Nor is it true that there’s no place for sentimental singer-songwriters in today’s post-postmodern world. It’s just that, if you’re gonna center your album on such a basic poetic motif as the morning and Neil Young-like songcraft, maybe you could try to draw a setting, a place, and/or real people in your lyrics, instead of falling back on tired old clichés and hiding your mundane writing in aerie mega-lush production?

I mean, come on now. Yes, my heart is a drum. That’s quite astute of you. It keeps time with everyone? WOW, YOU MEAN MY HEART BEATS AT THE EXACT SAME PACE AS EVERYONE ELSE’S? NO SHIT!! …okay, we’re being infantile here, but Beck passes this off like one of those intimate Nick Drake moments, as if this were a profound romantic philosophy. Dead serious. No playful irony.

And then there’s this, from “Unforgiven: “Drive to the night / far as it goes / away from the daylight / into the afterglow / somewhere unforgiven. / time will wait for you.” Well, what the fuck does that even mean? See, it’s that Profound Universalism again – the proper term, I suppose, is Romanticism with a capital R, the early 1800s type – that, in its ultra-wide scope, blurs out the nitty-gritty details of the everyday life of you and I. Thomas Cole’s infamous “The Oxbow” sums the whole of the album well (and notice! no peoples!):

theoxbow

Granted, “Wave” is very Romantic in a classical music sense, focusing less on technical skill and more on dynamics, on the subtle terracing and sculpting of volume and the sheer expression of a violin’s bow – and that’s actually quite impressive. No wonder he chose “Wave” for one of his SNL performances – look how Artistic and Authentic he appears before a full string orchestra:

But. Still. What’s up, doc? Why so serious and studied? Don’t tell me it’s because – no! – you’re older?! Does this mean you had to compromise the flavor and texture and mischief of Mellow Gold or Odelay, the boozy feel and character, the curious tinkering with genre and style of Variations? Why, in short, did ya think it was such a brilliant idea to regress back to Sea Change? Because that is, more or less, what Morning Phase is. Look, the covers are even similar – there’s Beck’s mug, there’s the artsy rainbow smear across his face. Except this time, the hat and the lighting suggest a friggin’ halo, an album of pure goodness and light. Making the former trickster a bloody saint, like all the other singer-songwriter saints: Young, James Taylor, Nick Drake, and even Simon and Garfunkel on “Turn Away”.
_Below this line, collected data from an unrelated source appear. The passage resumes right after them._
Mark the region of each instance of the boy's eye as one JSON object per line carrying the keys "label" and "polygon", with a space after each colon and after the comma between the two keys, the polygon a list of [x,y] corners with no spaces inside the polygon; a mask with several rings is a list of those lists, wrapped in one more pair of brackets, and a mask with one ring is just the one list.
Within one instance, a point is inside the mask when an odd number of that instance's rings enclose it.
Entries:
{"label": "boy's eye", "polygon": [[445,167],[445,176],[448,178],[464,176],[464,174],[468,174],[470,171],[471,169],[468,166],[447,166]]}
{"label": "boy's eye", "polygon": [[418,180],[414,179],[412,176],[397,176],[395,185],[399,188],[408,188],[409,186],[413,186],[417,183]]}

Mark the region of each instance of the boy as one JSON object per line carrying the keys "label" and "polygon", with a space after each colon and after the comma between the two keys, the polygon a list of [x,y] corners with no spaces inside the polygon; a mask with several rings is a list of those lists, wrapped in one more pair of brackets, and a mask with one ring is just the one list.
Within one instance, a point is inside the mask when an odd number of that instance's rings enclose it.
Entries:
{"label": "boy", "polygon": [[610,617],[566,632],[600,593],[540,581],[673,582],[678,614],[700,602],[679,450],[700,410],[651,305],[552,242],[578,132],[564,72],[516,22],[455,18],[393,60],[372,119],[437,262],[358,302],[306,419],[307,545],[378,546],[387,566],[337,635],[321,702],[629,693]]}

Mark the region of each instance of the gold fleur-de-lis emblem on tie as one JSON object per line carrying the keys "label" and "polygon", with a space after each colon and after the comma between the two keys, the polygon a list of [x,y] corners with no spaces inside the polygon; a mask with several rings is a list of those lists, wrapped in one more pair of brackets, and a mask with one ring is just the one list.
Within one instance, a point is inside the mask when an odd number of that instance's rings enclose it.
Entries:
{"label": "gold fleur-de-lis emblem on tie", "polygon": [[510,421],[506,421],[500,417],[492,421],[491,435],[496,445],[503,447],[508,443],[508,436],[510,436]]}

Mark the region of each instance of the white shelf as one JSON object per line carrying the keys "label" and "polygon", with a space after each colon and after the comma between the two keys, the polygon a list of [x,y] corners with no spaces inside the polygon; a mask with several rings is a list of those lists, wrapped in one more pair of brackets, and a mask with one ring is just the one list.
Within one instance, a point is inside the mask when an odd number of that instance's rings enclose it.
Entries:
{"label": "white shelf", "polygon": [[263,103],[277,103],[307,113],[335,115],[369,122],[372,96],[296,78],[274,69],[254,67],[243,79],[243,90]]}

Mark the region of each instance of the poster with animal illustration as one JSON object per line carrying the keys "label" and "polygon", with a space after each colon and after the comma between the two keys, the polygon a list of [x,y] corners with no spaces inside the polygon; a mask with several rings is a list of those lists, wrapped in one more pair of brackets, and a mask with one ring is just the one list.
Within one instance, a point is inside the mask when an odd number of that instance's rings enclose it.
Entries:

But you know what, dude? You think you’ve written a folk song, but guess what? You forgot somethin’: where are the folks?

See, this song captures much of the stuff that Beck lacks – a scene. A person. A window into someone else’s life. An isolation penned so precisely that we can feel the little joys and aches. And conflict – “half of the time you’re gone, and I don’t know where, I don’t know where”.

Here’s a more contemporary example of a folk song for folk:

“A knife, a knife, a knife makes you feel strong / with a gun you can’t be wrong / everybody try to stay calm / I think the safety’s on”

How can one gauge all the emotions that Dan Wilson evokes here? The insecurities, the elation, the agony? Plus, a universal truth that’s as plain as day – “a hard-on, a hard-on, a hard-on / doesn’t mean that you’re in love”. And don’t tell me that we chicks can never relate – I mean, no, I don’t have a dick, but lawd yes have I crashed into that wall between attraction and interaction.* This is something else that Beck has forgotten entirely (call it rainbow amnesia): the fringe, the discomfort, the anxiety.

Without these knots, Morning Phase is just a dream world, one that resonates only as a dream would: resplendent, perhaps, but once we wake up, the content fades into vague snapshots. We can forgive millions of twenty-somethings for such fleeting songcraft, but…damn it, Beck. How’d ya get so fucking soft?

* – Back in high school, I hankered for a kid one year younger than me that played percussion in the school band. And being the crushingly shy slip of a thing that I was, I could only muster up enough gumption to leave covert presents for him on his desk during first period, especially slices of home-baked cake. Later that year, when I related my plot to a psychology teacher, he told me that girls express sexual desire by sharing baking goods. Of course we never hit it off. Perhaps that’s for the best, though.